Published 15/11/2016 at 13:23 GMT | Updated 15/11/2016 at 14:21 GMT
After I won my bronze medal in Rio I said live on TV that I was gutted and if I am honest, I still see the Olympic Games as a big missed opportunity.
I never have an issue with being beaten if I know I've performed the best I can perform when people have beaten me. The problem was I never felt like I did myself justice in that Olympic final. It is still really difficult for me to accept that I finished third in that competition, but I take my hat off to the two guys that finished ahead of me, Jeff Henderson and Luvo Manyonga. They had a great competition, the best of the year for those two, but it still hurts that I didn't quite manage to muster that level of performance.
Sadly, picking up an injury so close to the Games put me in a bad position. I had an inner ear problem as well in the midpoint of the summer. It was as if this year, everything went wrong at the wrong time, whereas the year before and in the last Olympic cycle, everything fell into place perfectly.
I'm always in it to win it and it's so hard when that doesn't happen, because it affects your mindset. Maybe it'll be something I look back on in years to come and say, ‘no, actually it's brilliant’, but as it stands it's something I find quite difficult.

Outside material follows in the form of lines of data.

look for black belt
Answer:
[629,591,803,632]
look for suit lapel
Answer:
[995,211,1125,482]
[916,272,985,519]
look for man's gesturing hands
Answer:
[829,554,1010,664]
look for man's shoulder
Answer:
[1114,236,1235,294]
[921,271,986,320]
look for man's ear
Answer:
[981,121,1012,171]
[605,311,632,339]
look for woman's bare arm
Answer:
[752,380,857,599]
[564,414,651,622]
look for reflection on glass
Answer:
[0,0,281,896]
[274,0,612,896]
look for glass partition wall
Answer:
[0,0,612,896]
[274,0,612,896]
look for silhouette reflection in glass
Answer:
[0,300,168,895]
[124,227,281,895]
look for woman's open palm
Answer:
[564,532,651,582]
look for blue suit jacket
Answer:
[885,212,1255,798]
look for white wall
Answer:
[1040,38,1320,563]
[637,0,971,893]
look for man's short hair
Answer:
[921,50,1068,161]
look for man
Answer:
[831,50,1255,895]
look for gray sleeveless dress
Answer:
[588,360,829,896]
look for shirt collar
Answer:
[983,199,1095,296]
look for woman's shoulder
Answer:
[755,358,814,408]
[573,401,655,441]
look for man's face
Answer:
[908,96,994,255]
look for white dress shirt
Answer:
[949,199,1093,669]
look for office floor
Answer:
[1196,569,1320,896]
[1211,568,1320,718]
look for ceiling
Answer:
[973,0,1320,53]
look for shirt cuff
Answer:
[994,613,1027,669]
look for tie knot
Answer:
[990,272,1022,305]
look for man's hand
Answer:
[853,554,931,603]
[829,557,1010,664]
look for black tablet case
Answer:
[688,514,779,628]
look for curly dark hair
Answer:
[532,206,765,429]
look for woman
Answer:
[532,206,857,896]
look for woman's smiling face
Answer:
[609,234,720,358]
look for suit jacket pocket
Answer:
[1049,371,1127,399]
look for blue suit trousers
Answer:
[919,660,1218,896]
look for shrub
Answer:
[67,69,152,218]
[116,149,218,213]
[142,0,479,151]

Greg Rutherford (GBR) of Britain poses with the bronze medal.
Image credit: Reuters
It's seeing videos back of it that makes me realise how close it could have been. There were other problems as well, like the round-four jump that was classed as a foul and then reinstated; there were lots of bits and bobs that went wrong for me on that day which meant I finished as an Olympic bronze medallist rather than retaining the title, which I so desperately wanted to do.

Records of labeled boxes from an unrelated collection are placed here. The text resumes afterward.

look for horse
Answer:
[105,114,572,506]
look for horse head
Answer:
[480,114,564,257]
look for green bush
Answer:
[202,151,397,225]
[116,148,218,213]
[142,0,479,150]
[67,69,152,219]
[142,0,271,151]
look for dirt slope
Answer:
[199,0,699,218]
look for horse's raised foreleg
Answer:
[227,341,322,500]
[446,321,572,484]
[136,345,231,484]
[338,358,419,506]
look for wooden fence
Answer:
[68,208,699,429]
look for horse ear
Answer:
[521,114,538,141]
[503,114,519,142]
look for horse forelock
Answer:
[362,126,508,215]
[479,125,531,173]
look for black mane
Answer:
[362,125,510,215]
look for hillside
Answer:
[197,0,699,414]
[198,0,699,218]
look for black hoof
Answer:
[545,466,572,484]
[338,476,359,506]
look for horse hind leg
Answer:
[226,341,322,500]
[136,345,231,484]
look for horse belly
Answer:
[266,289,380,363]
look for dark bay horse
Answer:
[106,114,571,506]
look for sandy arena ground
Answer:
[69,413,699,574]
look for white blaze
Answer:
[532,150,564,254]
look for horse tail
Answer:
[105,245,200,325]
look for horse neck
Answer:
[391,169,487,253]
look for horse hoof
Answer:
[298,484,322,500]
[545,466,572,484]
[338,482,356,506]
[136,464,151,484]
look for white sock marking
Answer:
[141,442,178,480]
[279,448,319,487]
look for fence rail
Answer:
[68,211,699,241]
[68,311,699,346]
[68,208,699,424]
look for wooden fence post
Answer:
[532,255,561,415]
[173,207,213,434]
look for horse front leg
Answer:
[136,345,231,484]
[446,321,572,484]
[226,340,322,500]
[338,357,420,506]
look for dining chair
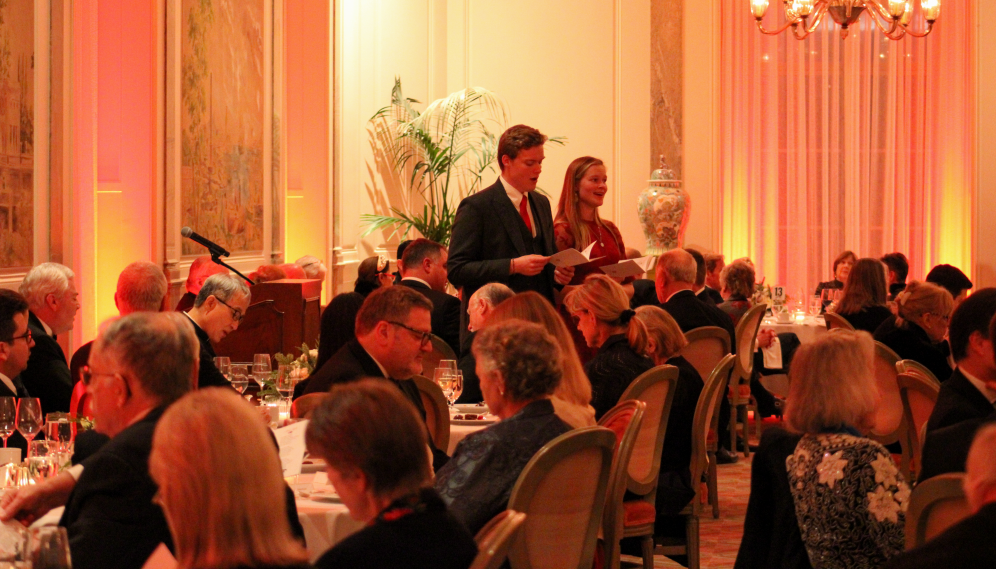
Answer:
[823,312,854,331]
[470,510,526,569]
[422,334,457,377]
[654,354,735,569]
[508,427,616,569]
[896,370,941,484]
[896,360,941,388]
[598,399,644,569]
[291,393,332,419]
[729,304,768,457]
[412,375,450,452]
[906,472,972,549]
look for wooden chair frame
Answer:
[598,399,654,569]
[906,472,970,549]
[470,510,526,569]
[729,304,767,457]
[508,427,616,569]
[655,354,735,569]
[412,375,450,452]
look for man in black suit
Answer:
[656,249,747,463]
[0,312,198,569]
[20,263,80,413]
[924,288,996,434]
[400,239,460,352]
[447,124,574,341]
[885,425,996,569]
[304,286,449,469]
[182,273,252,387]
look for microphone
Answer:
[180,227,230,257]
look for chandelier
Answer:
[750,0,941,40]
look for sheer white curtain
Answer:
[721,0,976,294]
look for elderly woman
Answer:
[636,306,703,520]
[875,281,954,381]
[735,331,910,569]
[305,379,477,569]
[813,251,858,304]
[564,275,654,418]
[149,388,309,569]
[836,258,892,334]
[487,291,595,428]
[353,256,394,298]
[436,320,571,533]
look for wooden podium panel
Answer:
[214,279,322,362]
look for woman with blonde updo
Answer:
[487,291,595,429]
[875,281,954,381]
[564,275,654,418]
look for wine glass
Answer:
[229,364,249,394]
[0,397,17,448]
[214,356,232,381]
[17,397,45,457]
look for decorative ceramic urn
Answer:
[637,156,691,255]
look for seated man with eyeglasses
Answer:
[184,273,252,388]
[305,286,447,470]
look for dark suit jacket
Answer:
[401,280,460,356]
[59,407,173,569]
[15,312,74,413]
[885,504,996,569]
[304,339,449,470]
[446,180,557,344]
[925,368,994,432]
[182,316,232,389]
[663,290,737,354]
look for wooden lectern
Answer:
[214,279,322,362]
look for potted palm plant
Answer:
[361,78,563,245]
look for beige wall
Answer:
[333,0,650,283]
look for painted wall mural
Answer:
[180,0,270,255]
[0,0,35,269]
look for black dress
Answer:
[584,334,654,419]
[436,399,571,533]
[315,488,477,569]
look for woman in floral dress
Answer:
[735,331,910,568]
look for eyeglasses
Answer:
[0,328,31,344]
[214,296,245,324]
[387,320,432,347]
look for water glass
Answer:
[25,526,72,569]
[17,397,44,457]
[0,397,17,448]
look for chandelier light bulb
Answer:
[750,0,768,20]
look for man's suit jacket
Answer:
[188,316,234,389]
[663,290,737,354]
[885,503,996,569]
[446,180,557,339]
[304,338,449,470]
[401,279,460,356]
[59,407,173,569]
[15,312,74,413]
[927,368,994,434]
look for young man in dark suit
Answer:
[20,263,80,413]
[447,125,574,346]
[399,239,460,352]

I still want to take part in Tokyo 2020
I have to be realistic and think that Rio could have been my final Olympic Games: I turn 30 next week, and I'm getting to that stage where my career may possibly finish. I'd like to think I will last another four years; I want to jump in Tokyo and go for the win again, or at least try for another medal. But I also know that if in the next few years my performances drop and my body gets worse, then I'll hang up my spikes and get out.

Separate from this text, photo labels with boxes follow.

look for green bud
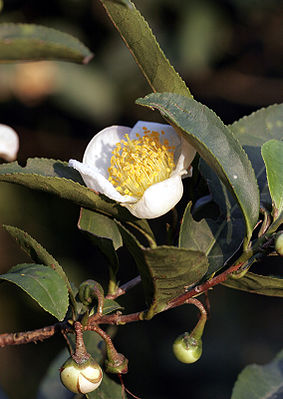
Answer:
[173,332,202,363]
[78,280,104,306]
[275,231,283,256]
[60,357,103,394]
[105,353,128,374]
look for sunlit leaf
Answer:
[137,93,259,239]
[231,351,283,399]
[100,0,191,97]
[0,158,152,242]
[0,23,93,64]
[261,139,283,214]
[3,225,74,304]
[0,263,69,321]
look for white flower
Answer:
[0,124,19,162]
[69,121,196,219]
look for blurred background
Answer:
[0,0,283,399]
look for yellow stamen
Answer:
[108,127,175,198]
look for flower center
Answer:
[108,127,175,198]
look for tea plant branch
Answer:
[0,233,274,347]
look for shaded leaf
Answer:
[179,203,244,275]
[229,104,283,205]
[231,351,283,399]
[100,0,191,97]
[102,298,123,315]
[36,349,74,399]
[229,104,283,147]
[117,226,208,319]
[3,225,75,304]
[222,272,283,297]
[136,93,259,239]
[261,140,283,214]
[0,263,69,321]
[0,158,152,236]
[0,23,93,64]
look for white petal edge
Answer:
[83,125,131,179]
[0,124,19,162]
[122,175,183,219]
[69,159,137,203]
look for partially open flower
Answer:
[60,357,103,394]
[0,124,19,162]
[69,121,196,219]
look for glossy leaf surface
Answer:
[121,226,208,319]
[0,263,69,321]
[261,139,283,214]
[78,208,123,250]
[0,23,93,64]
[179,203,244,275]
[137,93,259,239]
[3,225,74,296]
[100,0,191,97]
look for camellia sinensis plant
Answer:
[0,0,283,399]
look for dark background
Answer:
[0,0,283,399]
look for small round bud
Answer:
[60,357,103,394]
[173,333,202,363]
[275,231,283,256]
[105,353,128,374]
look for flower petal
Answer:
[122,175,183,219]
[83,126,131,178]
[0,124,19,162]
[69,159,137,203]
[129,121,181,147]
[172,137,196,176]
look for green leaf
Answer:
[229,104,283,147]
[0,264,69,321]
[120,226,208,319]
[179,203,244,276]
[3,225,75,304]
[0,158,153,237]
[78,208,123,250]
[102,298,123,315]
[222,272,283,297]
[0,23,93,64]
[231,351,283,399]
[136,93,259,240]
[261,140,283,214]
[100,0,191,97]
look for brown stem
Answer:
[85,324,128,374]
[0,323,71,348]
[72,321,90,364]
[0,262,245,347]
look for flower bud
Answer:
[275,231,283,256]
[60,357,103,394]
[173,332,202,363]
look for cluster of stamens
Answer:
[108,127,175,198]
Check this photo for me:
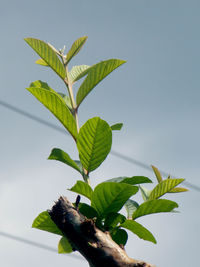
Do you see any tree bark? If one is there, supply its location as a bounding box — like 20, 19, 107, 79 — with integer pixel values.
49, 197, 155, 267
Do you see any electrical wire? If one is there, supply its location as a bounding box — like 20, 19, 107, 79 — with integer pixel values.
0, 231, 82, 260
0, 100, 200, 192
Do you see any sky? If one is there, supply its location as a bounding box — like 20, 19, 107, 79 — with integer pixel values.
0, 0, 200, 267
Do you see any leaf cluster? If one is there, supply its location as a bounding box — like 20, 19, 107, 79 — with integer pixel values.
25, 36, 187, 253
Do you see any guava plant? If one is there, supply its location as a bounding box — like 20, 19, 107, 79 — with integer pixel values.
25, 36, 187, 266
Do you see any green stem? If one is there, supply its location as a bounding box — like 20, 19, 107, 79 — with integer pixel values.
61, 54, 90, 185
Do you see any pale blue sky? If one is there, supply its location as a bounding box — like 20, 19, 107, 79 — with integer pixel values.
0, 0, 200, 267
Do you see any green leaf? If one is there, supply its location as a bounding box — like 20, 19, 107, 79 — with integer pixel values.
104, 212, 126, 229
77, 117, 112, 172
132, 199, 178, 219
151, 165, 162, 183
106, 176, 152, 185
32, 211, 63, 235
48, 148, 82, 173
57, 92, 72, 111
91, 182, 138, 219
120, 220, 156, 244
69, 181, 93, 200
67, 36, 87, 64
76, 59, 125, 106
69, 65, 90, 83
24, 38, 66, 80
168, 187, 188, 193
26, 87, 78, 139
139, 185, 151, 201
35, 58, 49, 67
30, 80, 55, 92
110, 123, 123, 131
124, 199, 139, 219
78, 203, 98, 219
58, 236, 73, 253
111, 228, 128, 246
149, 179, 184, 200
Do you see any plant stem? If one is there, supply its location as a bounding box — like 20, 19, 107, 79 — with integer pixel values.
60, 54, 90, 185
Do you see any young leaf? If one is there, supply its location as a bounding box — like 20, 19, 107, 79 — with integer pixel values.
132, 199, 178, 220
76, 59, 125, 106
30, 80, 55, 92
168, 187, 188, 193
26, 87, 78, 139
57, 92, 72, 111
69, 181, 93, 200
111, 228, 128, 246
35, 58, 49, 67
139, 185, 151, 201
104, 212, 126, 229
105, 176, 152, 185
120, 220, 156, 244
69, 65, 90, 83
78, 203, 98, 219
124, 199, 139, 219
58, 236, 73, 253
149, 179, 184, 200
151, 165, 162, 183
91, 182, 138, 219
110, 123, 123, 131
24, 38, 66, 80
67, 36, 87, 64
48, 148, 82, 173
32, 211, 63, 235
77, 117, 112, 172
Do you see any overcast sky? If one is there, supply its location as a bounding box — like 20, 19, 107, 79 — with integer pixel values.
0, 0, 200, 267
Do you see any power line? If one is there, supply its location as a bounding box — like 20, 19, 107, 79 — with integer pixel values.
0, 100, 200, 192
0, 231, 82, 260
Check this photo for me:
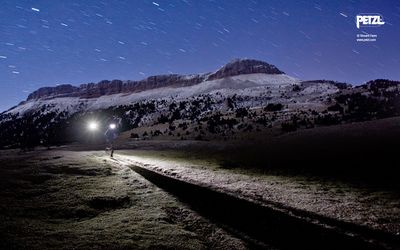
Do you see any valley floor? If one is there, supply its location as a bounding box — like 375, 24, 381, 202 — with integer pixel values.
0, 150, 247, 249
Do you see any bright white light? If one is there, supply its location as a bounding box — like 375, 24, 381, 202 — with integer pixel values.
88, 121, 99, 131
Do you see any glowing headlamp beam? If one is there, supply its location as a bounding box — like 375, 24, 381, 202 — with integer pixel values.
88, 121, 99, 131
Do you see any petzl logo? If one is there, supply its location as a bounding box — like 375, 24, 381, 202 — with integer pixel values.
356, 13, 385, 29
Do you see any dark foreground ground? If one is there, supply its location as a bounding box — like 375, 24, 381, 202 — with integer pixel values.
0, 118, 400, 249
0, 150, 246, 249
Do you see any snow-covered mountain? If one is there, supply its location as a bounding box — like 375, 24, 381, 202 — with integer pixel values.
0, 59, 400, 146
4, 59, 338, 117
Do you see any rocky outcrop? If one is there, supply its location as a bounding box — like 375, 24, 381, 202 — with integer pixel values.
27, 59, 283, 101
28, 84, 79, 100
208, 59, 284, 80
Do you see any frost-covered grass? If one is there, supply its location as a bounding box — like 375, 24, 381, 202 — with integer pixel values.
113, 143, 400, 235
0, 150, 246, 249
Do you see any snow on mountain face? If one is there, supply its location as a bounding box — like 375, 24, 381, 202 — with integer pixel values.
5, 74, 299, 116
23, 59, 283, 101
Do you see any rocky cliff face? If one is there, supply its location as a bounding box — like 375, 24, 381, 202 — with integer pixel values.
208, 59, 284, 80
27, 59, 283, 101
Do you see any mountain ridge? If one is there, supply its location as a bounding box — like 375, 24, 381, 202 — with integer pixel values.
26, 59, 284, 101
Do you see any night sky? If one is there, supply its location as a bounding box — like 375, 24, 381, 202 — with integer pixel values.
0, 0, 400, 111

It's been a relatively successful career. In three Olympics I've won two medals - nobody in British long jump history has ever won two Olympic medals, so that's great - and I love being the first to do things within my sport, but equally there is always a sense that if this was the last time at an Olympics for me, it finished in slight disappointment rather than what it could have been. It could have finished in elation.
Rio was a challenging Olympics
The Brazilian people did a great job with the resources they had. It was inevitable after the amazing experience of London 2012 that Rio would feel different, there were some venues that appeared unfinished and the locations I felt could have been better thought out, as they were in Beijing and London. It was a strange games in many ways. For me, the athletics competition felt like another track meet, it didn't feel like an Olympic Games - perhaps because attendance was lower than normal. If I was in control I would have given away all unsold tickets to locals for free. The tickets were expensive even for visitors, so the prices sadly put the athletics largely out of reach for the locals.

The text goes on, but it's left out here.